Al llegar esta fiesta litúrgica de Cristo Rey, siempre me asalta la duda (la respuesta, tristemente la tengo clara) de si yo sería capaz de vivir un señorío al estilo del de Jesús. Si mi manera de regir sería tan auténtica y coherente con la misión: dar vida hasta dar la vida, incluso la eterna («hoy estarás conmigo en el paraíso»).

A menudo sucumbimos a la tentación que los romanos y los judíos que desfilan delante de la Cruz le plantean a Jesús: «Sálvate a ti mismo». Cerramos esta semana el año litúrgico -que viene siendo año de Esperanza- mirando cómo Cristo cerraba su vida terrena: entregado, aparentemente derrotado y, aún así, dando Esperanza a quien se la pide sincera y humildemente (en este caso, el buen ladrón).

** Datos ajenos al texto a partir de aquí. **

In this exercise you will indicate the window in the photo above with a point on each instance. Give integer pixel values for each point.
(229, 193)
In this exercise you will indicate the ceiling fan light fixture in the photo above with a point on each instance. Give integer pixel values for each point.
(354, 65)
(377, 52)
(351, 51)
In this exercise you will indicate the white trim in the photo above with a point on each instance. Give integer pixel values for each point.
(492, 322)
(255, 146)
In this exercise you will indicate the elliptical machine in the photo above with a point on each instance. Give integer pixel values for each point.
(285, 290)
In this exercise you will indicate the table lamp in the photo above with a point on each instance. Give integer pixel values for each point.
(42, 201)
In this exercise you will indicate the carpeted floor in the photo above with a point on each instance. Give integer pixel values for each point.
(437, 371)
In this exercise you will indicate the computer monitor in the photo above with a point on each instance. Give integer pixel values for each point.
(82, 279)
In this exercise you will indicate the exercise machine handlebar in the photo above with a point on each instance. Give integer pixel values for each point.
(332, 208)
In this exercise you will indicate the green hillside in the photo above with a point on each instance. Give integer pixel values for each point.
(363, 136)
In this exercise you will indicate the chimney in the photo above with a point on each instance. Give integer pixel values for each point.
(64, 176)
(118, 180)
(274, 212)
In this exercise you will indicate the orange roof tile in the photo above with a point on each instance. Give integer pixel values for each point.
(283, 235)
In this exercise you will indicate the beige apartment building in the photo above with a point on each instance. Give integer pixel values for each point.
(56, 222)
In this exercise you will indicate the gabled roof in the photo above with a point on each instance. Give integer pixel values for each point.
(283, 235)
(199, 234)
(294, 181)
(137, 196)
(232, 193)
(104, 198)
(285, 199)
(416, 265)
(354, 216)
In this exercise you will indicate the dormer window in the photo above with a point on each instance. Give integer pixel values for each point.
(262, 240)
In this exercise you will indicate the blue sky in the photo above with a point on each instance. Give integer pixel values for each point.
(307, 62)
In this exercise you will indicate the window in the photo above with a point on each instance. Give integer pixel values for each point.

Contemplamos y criticamos cómo los políticos y los poderosos de la tierra se agarran con avidez al trono que ocupan. Cristo se agarra al madero que es su trono, pero lo hace con ternura. Otra paradoja. Sabe envolver con su ternura el patíbulo, para transformar el instrumento de tortura que quita la vida en uno de redención que la da de modo sobreabundante. Viendo esa escena, quienes le rodean se escandalizan o se burlan. Que sepamos nosotros no sólo no renegar de nuestras cruces -que nos hacen participar de la del Señor por el amor que ponemos en sobrellevarlas-, sino saber reinar con Él en medio de nuestros dolores y sufrimientos; reinar con actitud de servicio para participar de la paradoja del Dios humanado.